When you take a look closer at my original stack, you probably notice that not all of the fabrics match to my inspiration print... so how did they make it in there?!?


This is the point where I start adding what I like to call "connecting fabrics". If you look back to the "first tier" fabrics picture, you'll notice that the bottom three fabrics brought additional colors into the mix that are not in the inspiration fabric. You especially see it with the middle spots fabric -the background matches the brighter pink in the inspiration fabric, but periwinkle is a new color. This means that I am now able to introduce this "new" color, because it "connects" to my first tier fabrics.


One of the biggest mistakes that I see people make when matching fabrics, is that they are not really aware of how colors are made. Do you know what happens to your color when you add white to it? grey? black? Do you know how your color changes when you add one of the primary colors to it? How red is your purple or how blue is it? Are you working with a yellow green or a blue green? Is your orange more yellow or more red? If you don't know these basics, once you start trying to lighten or darken a color, it makes it hard to recognize if you are still in the same "color family". Once you understand how colors are made, it makes matching those specific tints, shades, and tones much easier. With the fabrics below, what starts out as a yellow, ends up going a bit greenish when black is added to it, which means that I am still in the same color family


This is where you start adding what I would call "second tier" fabrics. These might not be as obvious as the first tier fabrics. The top three fabrics are essentially the same background color as my inspiration fabric... they've just been lightened or darkened. Again, I have purposefully added the third fabric because I want to "connect" other colors to it.


Next you can see that I am able to bring in additional colors that are not in the original inspiration fabric because I am connecting to colors in the tier fabrics. The bottom three fabrics connect to the the green leaf on the third fabric. The top green has pinks in it, which work with the other pinks that I've already added, and the middle green repeats the chartreuse yellow that was brought in with the last fabrics.

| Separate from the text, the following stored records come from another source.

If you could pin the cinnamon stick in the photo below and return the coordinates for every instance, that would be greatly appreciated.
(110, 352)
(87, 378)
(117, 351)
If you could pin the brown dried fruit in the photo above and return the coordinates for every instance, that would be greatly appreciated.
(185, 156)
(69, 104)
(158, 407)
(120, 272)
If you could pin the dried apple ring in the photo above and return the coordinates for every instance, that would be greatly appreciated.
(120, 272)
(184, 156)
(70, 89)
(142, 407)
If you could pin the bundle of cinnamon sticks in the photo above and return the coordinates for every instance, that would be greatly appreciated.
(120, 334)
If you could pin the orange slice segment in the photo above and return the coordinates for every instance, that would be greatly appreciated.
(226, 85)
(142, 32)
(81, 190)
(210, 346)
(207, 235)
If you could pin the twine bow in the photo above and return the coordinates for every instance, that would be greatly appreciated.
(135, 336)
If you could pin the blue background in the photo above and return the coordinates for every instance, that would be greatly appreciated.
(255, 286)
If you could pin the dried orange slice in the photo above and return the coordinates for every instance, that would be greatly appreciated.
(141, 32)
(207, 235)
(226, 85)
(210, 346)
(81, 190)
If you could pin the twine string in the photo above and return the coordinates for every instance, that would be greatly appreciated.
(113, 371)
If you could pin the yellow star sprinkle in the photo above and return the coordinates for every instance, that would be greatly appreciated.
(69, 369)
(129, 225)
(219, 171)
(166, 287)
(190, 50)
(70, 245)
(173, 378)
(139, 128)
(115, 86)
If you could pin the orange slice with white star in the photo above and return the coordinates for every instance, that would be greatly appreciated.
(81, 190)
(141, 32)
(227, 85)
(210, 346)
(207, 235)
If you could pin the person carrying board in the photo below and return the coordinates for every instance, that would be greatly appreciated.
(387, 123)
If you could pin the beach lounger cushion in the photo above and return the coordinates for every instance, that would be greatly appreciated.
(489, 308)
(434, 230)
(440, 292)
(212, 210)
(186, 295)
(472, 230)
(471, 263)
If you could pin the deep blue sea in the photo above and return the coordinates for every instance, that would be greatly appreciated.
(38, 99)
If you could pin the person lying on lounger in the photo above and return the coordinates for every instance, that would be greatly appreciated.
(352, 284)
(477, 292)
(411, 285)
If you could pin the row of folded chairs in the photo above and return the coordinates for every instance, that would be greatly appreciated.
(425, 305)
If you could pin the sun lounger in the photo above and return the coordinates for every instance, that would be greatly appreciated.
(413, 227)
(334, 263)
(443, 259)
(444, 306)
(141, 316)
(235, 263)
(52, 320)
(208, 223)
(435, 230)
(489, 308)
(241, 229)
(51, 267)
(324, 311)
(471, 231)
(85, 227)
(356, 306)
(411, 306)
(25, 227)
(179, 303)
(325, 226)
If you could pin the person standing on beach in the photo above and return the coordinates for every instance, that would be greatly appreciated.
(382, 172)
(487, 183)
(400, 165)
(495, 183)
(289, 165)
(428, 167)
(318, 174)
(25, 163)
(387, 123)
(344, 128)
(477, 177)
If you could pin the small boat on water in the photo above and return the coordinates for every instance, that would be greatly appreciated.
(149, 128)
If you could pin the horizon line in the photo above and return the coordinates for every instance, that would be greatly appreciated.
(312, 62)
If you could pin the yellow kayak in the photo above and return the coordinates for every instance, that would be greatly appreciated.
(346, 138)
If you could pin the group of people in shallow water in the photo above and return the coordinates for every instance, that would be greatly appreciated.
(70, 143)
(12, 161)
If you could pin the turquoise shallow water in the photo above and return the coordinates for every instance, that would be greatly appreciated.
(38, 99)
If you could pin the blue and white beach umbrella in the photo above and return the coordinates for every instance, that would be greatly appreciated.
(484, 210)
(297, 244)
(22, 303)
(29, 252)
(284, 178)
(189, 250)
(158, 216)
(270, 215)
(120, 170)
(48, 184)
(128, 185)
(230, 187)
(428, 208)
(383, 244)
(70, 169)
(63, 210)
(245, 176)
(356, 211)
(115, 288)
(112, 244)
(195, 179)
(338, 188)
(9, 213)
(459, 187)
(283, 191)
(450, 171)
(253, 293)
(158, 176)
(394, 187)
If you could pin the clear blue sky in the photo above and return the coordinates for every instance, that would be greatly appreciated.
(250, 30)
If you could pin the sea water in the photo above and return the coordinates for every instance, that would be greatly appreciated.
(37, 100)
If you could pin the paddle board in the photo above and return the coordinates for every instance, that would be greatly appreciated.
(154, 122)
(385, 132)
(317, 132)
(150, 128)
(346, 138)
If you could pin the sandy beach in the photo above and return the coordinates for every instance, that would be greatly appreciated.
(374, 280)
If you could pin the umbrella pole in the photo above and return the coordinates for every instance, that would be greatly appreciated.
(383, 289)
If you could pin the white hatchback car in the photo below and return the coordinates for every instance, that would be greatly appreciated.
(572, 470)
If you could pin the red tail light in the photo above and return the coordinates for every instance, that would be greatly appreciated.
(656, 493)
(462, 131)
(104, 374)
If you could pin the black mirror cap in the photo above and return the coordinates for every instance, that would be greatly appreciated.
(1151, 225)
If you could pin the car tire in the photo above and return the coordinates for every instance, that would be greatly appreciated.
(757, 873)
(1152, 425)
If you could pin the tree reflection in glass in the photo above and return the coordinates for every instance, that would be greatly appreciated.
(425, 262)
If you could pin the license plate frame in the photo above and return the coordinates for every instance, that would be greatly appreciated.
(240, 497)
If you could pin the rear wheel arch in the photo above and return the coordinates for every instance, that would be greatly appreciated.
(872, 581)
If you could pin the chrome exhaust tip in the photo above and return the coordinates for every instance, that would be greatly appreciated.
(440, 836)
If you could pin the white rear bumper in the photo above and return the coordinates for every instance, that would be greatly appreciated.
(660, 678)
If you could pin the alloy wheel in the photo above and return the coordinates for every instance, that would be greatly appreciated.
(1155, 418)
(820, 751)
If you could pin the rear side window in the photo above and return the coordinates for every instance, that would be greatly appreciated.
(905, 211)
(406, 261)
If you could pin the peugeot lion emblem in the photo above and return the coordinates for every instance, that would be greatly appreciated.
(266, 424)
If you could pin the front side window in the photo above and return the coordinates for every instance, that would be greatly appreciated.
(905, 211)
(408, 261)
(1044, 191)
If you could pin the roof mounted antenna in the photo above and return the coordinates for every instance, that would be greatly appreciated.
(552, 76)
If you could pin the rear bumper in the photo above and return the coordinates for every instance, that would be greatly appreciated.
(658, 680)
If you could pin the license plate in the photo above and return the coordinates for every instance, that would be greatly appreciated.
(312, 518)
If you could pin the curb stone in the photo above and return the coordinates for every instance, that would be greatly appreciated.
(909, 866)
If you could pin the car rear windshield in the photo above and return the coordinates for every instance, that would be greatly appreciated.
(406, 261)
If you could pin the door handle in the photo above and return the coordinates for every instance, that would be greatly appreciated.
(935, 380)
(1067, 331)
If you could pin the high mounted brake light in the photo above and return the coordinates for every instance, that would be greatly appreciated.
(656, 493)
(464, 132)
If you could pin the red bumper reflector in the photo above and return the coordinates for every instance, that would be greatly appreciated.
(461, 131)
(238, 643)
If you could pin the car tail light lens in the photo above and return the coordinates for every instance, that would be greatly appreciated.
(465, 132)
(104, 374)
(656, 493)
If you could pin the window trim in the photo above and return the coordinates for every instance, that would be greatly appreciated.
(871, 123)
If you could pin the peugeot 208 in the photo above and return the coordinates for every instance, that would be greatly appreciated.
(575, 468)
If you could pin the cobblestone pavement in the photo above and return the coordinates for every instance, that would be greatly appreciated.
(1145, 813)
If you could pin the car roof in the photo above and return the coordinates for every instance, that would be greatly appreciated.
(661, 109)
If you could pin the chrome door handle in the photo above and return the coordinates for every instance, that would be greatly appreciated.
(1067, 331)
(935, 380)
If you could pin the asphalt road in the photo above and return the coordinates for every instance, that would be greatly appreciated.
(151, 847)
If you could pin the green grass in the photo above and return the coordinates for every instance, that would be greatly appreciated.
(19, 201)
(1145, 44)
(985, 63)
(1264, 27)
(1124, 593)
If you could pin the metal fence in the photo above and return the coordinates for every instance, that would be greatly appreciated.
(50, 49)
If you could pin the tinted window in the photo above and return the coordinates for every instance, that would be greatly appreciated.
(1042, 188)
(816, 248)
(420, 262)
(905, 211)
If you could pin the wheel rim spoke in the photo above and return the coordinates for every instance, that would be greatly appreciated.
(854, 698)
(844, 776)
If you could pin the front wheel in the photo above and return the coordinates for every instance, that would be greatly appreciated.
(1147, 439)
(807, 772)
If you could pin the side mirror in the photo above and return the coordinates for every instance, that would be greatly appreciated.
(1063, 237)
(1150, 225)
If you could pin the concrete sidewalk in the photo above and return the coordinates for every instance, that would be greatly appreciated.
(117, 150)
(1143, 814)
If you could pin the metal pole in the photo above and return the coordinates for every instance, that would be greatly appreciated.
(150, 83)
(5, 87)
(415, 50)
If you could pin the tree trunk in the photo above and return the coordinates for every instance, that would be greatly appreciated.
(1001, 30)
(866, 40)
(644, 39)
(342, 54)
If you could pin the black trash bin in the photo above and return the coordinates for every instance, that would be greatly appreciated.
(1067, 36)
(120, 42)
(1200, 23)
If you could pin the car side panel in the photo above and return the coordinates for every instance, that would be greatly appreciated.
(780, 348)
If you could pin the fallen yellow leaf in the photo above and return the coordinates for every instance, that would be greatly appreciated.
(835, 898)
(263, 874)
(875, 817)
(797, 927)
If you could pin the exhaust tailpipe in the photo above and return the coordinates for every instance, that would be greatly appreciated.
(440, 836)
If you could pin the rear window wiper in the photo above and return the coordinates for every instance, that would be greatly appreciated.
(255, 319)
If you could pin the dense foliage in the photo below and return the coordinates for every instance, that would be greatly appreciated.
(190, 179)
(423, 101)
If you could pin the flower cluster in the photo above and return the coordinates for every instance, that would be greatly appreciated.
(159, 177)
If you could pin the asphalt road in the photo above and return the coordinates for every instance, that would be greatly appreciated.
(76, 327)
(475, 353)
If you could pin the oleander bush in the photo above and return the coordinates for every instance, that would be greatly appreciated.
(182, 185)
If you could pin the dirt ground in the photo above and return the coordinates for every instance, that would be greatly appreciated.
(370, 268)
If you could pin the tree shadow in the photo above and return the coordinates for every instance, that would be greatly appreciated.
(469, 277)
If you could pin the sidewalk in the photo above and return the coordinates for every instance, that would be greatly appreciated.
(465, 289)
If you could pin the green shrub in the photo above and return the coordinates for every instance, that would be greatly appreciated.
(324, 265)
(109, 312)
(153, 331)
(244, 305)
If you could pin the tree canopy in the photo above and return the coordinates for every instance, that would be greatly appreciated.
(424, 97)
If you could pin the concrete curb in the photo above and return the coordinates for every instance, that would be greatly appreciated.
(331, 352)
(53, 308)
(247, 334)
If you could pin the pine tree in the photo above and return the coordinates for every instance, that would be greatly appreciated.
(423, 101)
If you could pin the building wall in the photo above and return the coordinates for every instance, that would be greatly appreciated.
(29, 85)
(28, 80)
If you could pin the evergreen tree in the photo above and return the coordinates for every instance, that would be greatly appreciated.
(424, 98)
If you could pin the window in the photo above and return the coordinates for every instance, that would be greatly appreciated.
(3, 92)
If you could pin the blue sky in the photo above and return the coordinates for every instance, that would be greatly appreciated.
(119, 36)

The leaves on the last green fabric connect to the top two fabrics, which means I can bring in colors that may not "match" the inspiration fabric, but as a whole works well together. The last grey fabric that you see on top, has pinks, greens, and yellows, which are just a repeat of some of the other colors used.


So, now it's your turn to get started. Next Friday is the first link-up day, and remember, the link up is about practicing, pushing yourself, documenting, visiting others and helping them out. I've had requests for a theme, so I thought that next week's stack should be "Inspiration Fabric". You don't have to follow the weekly themes, but for some it's helpful to have a little direction... I
I can't wait to see what you stack up!

1 comment:

  1. Thank you. This is a beautiful fabric pull. I believe I have intuitively done this in the past and now love having a more concrete framework around it. Tiers and connectors. This is awesome.